D'Amelio Terras
525 West 22nd Street, 212-352-9460
Chelsea
February 17 - March 24, 2007
Reception: Saturday, February 17, 6 - 8 PM
Web Site
Kim Krans presents large-scale sculpture and works on paper. Six freestanding trees crafted from plaster, wire, and cement form an eerie forest while works on paper, elaborately layered with materials such as acrylic, spray paint, ink, gouache, wood, plaster, fur, glitter, glue, and pebbles, present surreal visions of landscape. Both the sculpture and drawings emphasize the relationship between the two-dimensional and three-dimensional world, questioning the illusionary space within a drawing, and the real, bodily space the sculptural works occupy.

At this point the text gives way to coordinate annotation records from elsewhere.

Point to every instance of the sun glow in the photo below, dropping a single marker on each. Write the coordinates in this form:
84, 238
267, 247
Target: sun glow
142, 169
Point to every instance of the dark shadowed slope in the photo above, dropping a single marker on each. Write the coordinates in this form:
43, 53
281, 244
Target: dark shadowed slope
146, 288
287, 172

The thin white tree sculptures appear as a stark, linear drawing through space, while the drawings themselves are built into high relief areas that project out from the wall.

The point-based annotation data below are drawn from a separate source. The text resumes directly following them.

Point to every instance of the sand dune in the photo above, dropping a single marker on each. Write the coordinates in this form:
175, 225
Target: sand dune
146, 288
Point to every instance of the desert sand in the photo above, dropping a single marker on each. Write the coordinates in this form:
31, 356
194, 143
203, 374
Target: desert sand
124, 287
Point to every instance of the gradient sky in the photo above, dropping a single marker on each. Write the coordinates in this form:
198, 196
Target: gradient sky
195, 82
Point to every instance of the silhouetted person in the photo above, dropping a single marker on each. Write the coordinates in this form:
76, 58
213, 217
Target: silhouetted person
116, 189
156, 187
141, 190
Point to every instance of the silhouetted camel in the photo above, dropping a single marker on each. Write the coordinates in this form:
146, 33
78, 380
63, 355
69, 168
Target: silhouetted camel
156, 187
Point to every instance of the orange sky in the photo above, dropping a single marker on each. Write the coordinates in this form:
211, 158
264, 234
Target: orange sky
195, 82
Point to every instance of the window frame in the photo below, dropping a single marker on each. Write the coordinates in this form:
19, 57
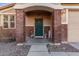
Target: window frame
9, 26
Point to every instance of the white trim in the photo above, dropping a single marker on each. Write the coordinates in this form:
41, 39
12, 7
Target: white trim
7, 13
66, 18
26, 5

Krans often deals with the distillation of memories whether experienced or imagined as they relate to the construction of our psychological engagement with nature and landscape. She uses the language of romanticism – forging color, light, and luscious materials in an effort that is simultaneously emotional and skeptical. The work reminds us that the sublimity of nature as an aesthetically and emotionally transformative experience is also a social construct.
As Krans states, “The potential for our experiences to be so haunting and so false at the same time is a great stimulus for the forms and textures I use in my work. I am trying to get at an image that I remember but do not know by using materials that are convincing and evocative yet loaded with falseness and seduction. All ideas of authenticity then collapse into a negotiation between the logical and the sensory world, between the physical object and the dream.”